The local people whipped themselves into a mold of cruelty. Then they formed units, squads, and armed them—armed them with clubs, with gas, with guns. We own the country. We can't let these Okies get out of hand. And the men who were armed did not own the land, but they thought they did. And the clerks who drilled at night owned nothing, and the little store keepers possessed only a drawerful of debts. But even a debt is something, even a job is something. The clerk thought, I get fifteen dollars a week. S'pose a goddamn Okie would work for twelve? And the little storekeeper thought, How could I compete with a debtless man?

And the migrants streamed in on the highways and their hunger was in their eyes, and their need was in their eyes. They had no argument, no system, nothing but their numbers and their needs. When there was work for a man, ten men fought for it—fought with a low wage. If that fella'll work for thirty cents, I'll work for twenty-five.

If he'll take twenty-five, I'll do it for twenty.

No, me, I'm hungry. I'll work for fifteen. I'll work for food. The kids. You ought to see them. Little boils, like, comin' out, an' they can't run aroun'. Give 'em some windfall fruit, an' they bloated up. Me. I'll work for a piece of meat.

And this was good, for wages went down and prices stayed up. The great owners were glad and they sent out more handbills to bring more people in. And wages went down and prices stayed up. And pretty soon now we'll have serfs again.
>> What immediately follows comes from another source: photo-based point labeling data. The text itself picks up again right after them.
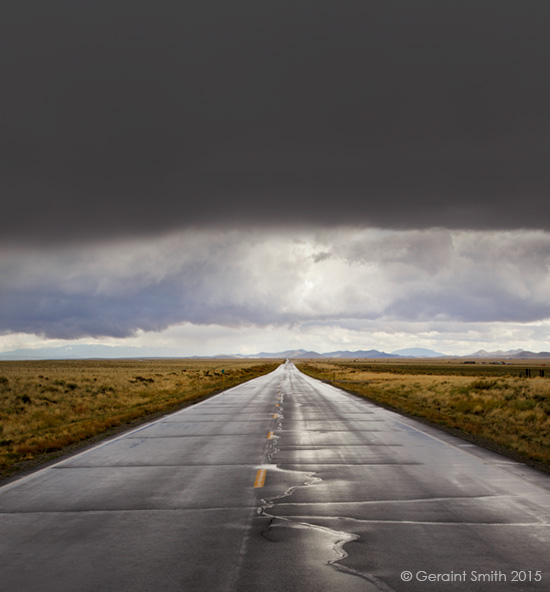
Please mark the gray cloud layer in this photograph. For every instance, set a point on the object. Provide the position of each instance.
(238, 279)
(125, 118)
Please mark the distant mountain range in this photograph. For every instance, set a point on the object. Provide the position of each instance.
(106, 351)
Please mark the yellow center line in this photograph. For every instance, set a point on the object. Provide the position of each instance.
(260, 478)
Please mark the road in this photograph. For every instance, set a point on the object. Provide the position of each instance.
(280, 484)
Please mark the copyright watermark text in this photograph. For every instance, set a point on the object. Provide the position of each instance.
(472, 576)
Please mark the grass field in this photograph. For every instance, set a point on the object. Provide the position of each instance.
(48, 406)
(493, 404)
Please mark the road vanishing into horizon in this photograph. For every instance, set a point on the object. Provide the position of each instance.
(281, 484)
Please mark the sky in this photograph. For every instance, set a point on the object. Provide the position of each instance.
(197, 178)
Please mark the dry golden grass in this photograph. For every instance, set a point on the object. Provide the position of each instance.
(48, 405)
(491, 403)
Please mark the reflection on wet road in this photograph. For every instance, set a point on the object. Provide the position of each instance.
(282, 483)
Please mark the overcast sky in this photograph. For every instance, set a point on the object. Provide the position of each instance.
(240, 175)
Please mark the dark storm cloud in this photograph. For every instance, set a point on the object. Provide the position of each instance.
(140, 117)
(273, 279)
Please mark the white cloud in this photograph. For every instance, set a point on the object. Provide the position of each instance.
(359, 287)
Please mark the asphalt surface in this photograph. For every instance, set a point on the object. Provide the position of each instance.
(280, 484)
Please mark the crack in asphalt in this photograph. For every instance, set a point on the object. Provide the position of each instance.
(340, 538)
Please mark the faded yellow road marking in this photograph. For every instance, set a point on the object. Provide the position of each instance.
(260, 478)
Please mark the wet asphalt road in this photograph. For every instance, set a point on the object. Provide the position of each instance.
(280, 484)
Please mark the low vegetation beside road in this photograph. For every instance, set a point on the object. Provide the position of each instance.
(496, 405)
(48, 406)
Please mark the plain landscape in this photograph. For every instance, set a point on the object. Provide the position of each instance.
(49, 407)
(46, 407)
(501, 405)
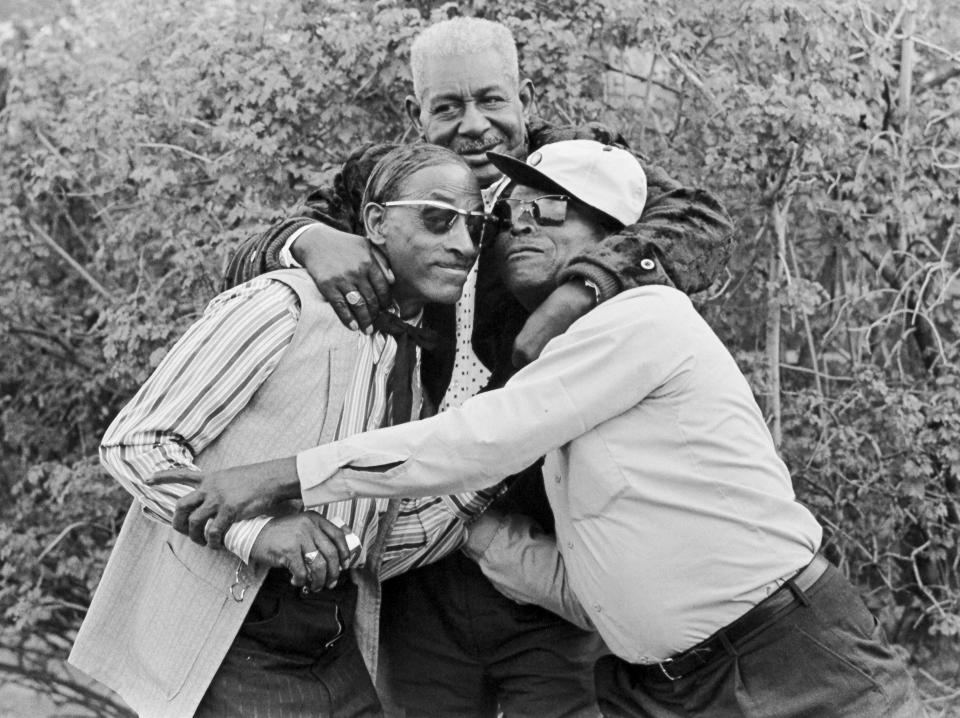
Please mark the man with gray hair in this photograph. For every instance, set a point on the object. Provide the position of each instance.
(456, 646)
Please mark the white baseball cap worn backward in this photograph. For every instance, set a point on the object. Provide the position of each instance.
(601, 176)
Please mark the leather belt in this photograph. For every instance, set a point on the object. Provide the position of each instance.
(791, 592)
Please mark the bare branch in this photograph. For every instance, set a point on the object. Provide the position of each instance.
(69, 260)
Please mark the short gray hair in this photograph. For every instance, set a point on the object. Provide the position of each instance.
(463, 36)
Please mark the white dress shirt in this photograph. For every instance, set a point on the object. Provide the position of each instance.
(674, 514)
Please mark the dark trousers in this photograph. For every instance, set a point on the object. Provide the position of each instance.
(828, 658)
(295, 656)
(456, 648)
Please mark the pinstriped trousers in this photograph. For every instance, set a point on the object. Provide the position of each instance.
(295, 656)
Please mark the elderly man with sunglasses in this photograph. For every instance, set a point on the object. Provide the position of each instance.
(678, 534)
(456, 645)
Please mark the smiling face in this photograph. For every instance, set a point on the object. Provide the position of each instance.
(531, 257)
(428, 266)
(470, 105)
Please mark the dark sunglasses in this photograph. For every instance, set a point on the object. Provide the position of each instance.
(547, 211)
(439, 217)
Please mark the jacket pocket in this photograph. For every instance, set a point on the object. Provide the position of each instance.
(173, 620)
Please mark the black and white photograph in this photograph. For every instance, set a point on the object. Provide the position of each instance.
(480, 359)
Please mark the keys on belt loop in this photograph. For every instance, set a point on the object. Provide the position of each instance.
(239, 585)
(663, 669)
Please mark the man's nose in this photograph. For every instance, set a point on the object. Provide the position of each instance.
(460, 242)
(521, 225)
(473, 123)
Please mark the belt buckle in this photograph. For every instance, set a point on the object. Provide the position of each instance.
(663, 669)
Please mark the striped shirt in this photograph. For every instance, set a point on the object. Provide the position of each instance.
(208, 377)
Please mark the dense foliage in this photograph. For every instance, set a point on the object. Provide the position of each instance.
(140, 140)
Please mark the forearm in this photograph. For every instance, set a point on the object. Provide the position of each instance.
(430, 528)
(683, 239)
(525, 565)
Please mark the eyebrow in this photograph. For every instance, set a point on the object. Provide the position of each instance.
(449, 198)
(487, 89)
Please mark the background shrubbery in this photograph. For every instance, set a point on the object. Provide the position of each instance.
(141, 139)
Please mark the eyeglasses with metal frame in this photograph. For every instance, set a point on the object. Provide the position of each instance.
(439, 217)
And now the great owners and the companies invented a new method. A great owner bought a cannery. And when the peaches and pears were ripe he cut the price of fruit below the cost of raising it. And as cannery owner he paid himself a low price for the fruit and kept the price of canned goods up and took his profit. And the little farmers who owned no canneries lost their farms, and they were taken by the great owners, the banks, and the companies who also owned the canneries. As time went on, there were fewer farms. The little farmers moved into town for a while and exhausted their credit, exhausted their friends, exhausted their relatives. And then they too went on the highways. And the roads were crowded with men ravenous for work, murderous for work.

 

Exercise #14  

  1. This Pulitzer Prize-winning novel won general acclaim and broad recognition but was also sharply criticized as radical and politically dangerous. Briefly explain why that might be.